Ashok Leyland for the second time in the calendar year reported a dismal set of numbers by reporting a de-growth of 20 per cent in its monthly sales of 15,493 units on a yearly basis. The M&HCV segment reported 29 per cent year-on-year declined in sales at 11,295 units in December. Despite the dismal set of numbers, light commercial vehicles (LCV) segment manage to report 27 per cent growth on a yearly basis.
Demand fell during the month on the back of liquidity crunch at non-banking financial institutions (NBFCs) along with an increase in official maximum load carrying capacity of heavy vehicles that crimped orders from fleet owners across the country.
The foreign brokerage firm CLSA reiterates ‘SELL’ rating on Ashok Leyland with a target price of Rs 75 per share.
“India’s truck industry is currently in the fifth year of an up-cycle where historical upturns in the last four decades have lasted four years on average. We see high likelihood of a downturn ahead especially with new axle norms raising freight capacity of existing fleet. Falling share of higher-tonnage trucks is a further drag. We expect competition to intensify in a downturn given Ashok’s improved ability to fight against Tata and the latter’s high focus on regaining its lost market share,” the brokerage firm said in a note.
“With most of the demand for CVs segment already being met in H1 FY19, the additional demand here could be limited going forward. Also, the recent policy revision by the government (increasing the load carrying capacity for heavy vehicles) could weigh on CVs demand and the high growth witnessed in H1 FY19 is expected to slightly moderate going forward,” rating agency CARE Ratings said in sector update.
Meanwhile, analysts expect Ashok Leyland to post a weak set of numbers for the quarter ended December (Q3FY19), due to fall in volume and higher operational cost.
“Ashok Leyland reported a 6 per cent year-on-year (YoY) dip in volumes this quarter owing to base impact along with the liquidity crunch in the segment. Anticipating realisations also to decline by 3 per cent YoY, we expect revenues to de-grow by 9 per cent YoY and margins to contract by 110bps YoY (lower 160bps QoQ) on account of commodity cost pressures,” Prabhudas Lilladher said in results preview.

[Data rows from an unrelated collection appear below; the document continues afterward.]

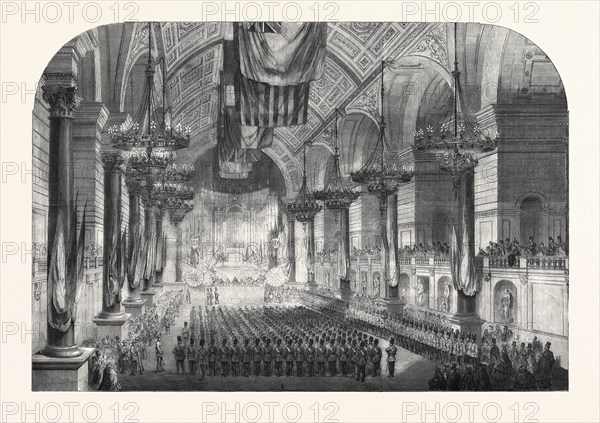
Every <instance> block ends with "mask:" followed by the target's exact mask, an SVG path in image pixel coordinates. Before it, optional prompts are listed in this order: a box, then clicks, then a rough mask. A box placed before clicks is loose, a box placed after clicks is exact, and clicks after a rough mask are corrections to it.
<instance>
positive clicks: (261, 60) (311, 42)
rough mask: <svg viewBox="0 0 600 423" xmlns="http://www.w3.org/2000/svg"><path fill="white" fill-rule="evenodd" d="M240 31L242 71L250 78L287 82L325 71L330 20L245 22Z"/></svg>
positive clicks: (263, 79)
mask: <svg viewBox="0 0 600 423" xmlns="http://www.w3.org/2000/svg"><path fill="white" fill-rule="evenodd" d="M261 29H262V30H261ZM237 35H238V38H239V60H240V71H241V73H242V75H243V76H244V77H246V78H248V79H250V80H253V81H257V82H262V83H266V84H271V85H278V86H287V85H297V84H300V83H305V82H310V81H314V80H315V79H319V78H321V76H322V74H323V69H324V67H325V54H326V52H327V24H326V23H321V22H302V23H295V22H281V23H264V24H258V25H257V23H256V22H255V23H250V24H248V23H243V24H240V25H238V31H237Z"/></svg>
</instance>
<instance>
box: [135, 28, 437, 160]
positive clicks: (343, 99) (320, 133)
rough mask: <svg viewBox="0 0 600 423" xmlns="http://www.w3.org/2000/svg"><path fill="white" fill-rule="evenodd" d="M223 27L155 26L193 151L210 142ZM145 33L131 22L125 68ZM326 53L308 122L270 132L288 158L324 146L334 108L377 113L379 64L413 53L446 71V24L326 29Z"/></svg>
mask: <svg viewBox="0 0 600 423" xmlns="http://www.w3.org/2000/svg"><path fill="white" fill-rule="evenodd" d="M227 25H228V24H222V23H219V22H206V23H200V22H169V23H161V24H160V25H156V26H155V27H156V29H157V33H158V34H157V35H159V37H158V38H159V46H158V48H159V50H161V51H160V52H159V54H160V53H162V54H164V56H165V57H166V72H167V83H168V92H169V97H170V101H171V105H172V112H173V117H174V121H175V122H176V123H179V122H184V123H185V124H186V125H190V126H191V128H192V133H193V139H194V141H193V143H194V144H196V146H195V147H196V148H198V147H201V146H202V145H203V144H206V143H212V138H214V124H215V122H216V108H215V105H216V93H217V91H216V89H217V85H218V83H219V81H218V72H219V68H220V64H221V40H222V38H223V34H224V32H225V31H227V30H229V29H228V28H227ZM146 31H147V25H145V24H136V26H135V29H134V31H133V35H132V43H131V46H130V52H129V55H128V62H129V63H128V65H126V67H132V66H133V64H134V62H135V61H136V60H138V59H140V58H141V57H143V55H144V52H145V51H146V50H147V32H146ZM327 49H328V52H327V57H326V63H325V72H324V75H323V77H322V78H321V79H319V80H317V81H315V82H313V84H312V86H311V97H310V101H309V105H310V108H309V112H308V122H307V124H306V125H300V126H294V127H286V128H277V130H276V134H275V138H276V140H278V141H279V142H281V143H282V145H283V146H284V147H285V148H286V149H287V150H289V151H290V152H291V153H292V154H295V153H297V152H298V151H299V149H300V148H301V146H302V144H303V142H304V141H306V140H309V139H312V140H313V141H319V140H322V141H323V142H329V141H330V140H329V138H330V137H328V132H327V131H325V134H323V132H324V130H326V129H327V128H328V126H330V125H331V123H332V120H333V113H334V110H335V108H340V109H345V108H346V107H348V106H350V107H351V108H353V109H354V110H362V111H363V112H364V113H367V114H373V113H377V109H378V105H377V104H376V103H373V98H372V95H371V94H372V92H376V93H377V92H378V88H377V87H378V76H379V75H380V63H381V60H384V59H390V58H397V57H400V56H402V55H406V54H409V53H415V54H420V55H423V56H425V57H429V58H432V59H434V60H437V61H438V62H439V64H440V65H441V66H444V67H445V66H446V65H447V53H446V47H445V24H427V23H391V22H385V23H382V22H345V23H330V24H328V40H327ZM126 72H127V70H126ZM373 90H375V91H373ZM375 98H376V97H375ZM196 148H194V146H192V148H191V149H190V151H189V152H188V154H191V155H195V154H197V153H195V152H194V151H195V150H196ZM202 150H204V149H203V148H202Z"/></svg>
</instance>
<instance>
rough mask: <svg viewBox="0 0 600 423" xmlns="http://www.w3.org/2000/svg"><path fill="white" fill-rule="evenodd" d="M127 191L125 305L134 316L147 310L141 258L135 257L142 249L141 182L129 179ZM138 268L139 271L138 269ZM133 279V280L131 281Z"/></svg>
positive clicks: (126, 311)
mask: <svg viewBox="0 0 600 423" xmlns="http://www.w3.org/2000/svg"><path fill="white" fill-rule="evenodd" d="M126 183H127V191H128V194H129V228H128V230H129V245H128V255H127V257H128V260H127V269H128V275H127V292H128V296H127V299H126V300H125V301H123V302H122V303H121V304H123V307H124V308H125V312H126V313H130V314H132V315H138V314H143V313H144V309H145V303H146V302H145V301H144V300H142V297H141V283H142V281H141V275H140V273H139V264H138V260H140V256H139V254H138V255H135V256H134V253H135V252H137V251H138V250H139V249H140V248H142V246H141V245H139V244H140V238H138V237H139V235H140V219H141V215H140V201H141V197H140V196H141V190H142V186H141V182H140V181H138V180H136V179H133V178H128V179H127V181H126ZM136 268H137V269H136ZM130 278H131V279H130Z"/></svg>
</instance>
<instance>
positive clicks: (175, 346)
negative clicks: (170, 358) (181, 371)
mask: <svg viewBox="0 0 600 423" xmlns="http://www.w3.org/2000/svg"><path fill="white" fill-rule="evenodd" d="M173 356H174V357H175V367H176V369H177V374H179V368H181V371H182V372H183V374H186V372H185V347H184V346H183V343H182V342H181V336H177V345H175V347H173Z"/></svg>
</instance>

Motilal Oswal Securities removed Ashok Leyland from the portfolio, given the constrained availability of finance, continued shift toward lower-tonnage vehicles (due to an increase in axle load) and a high base. This will lead to subdued volumes over the next few quarters.
“Also, FY21 demand remains uncertain due to the impact of pre-buy in FY20. The resignation of Mr. Dasari, managing director (MD), brings in uncertainty about continuity of the business plan, which would influence near-term stock performance till a new MD is appointed,” the brokerage firm said in results preview.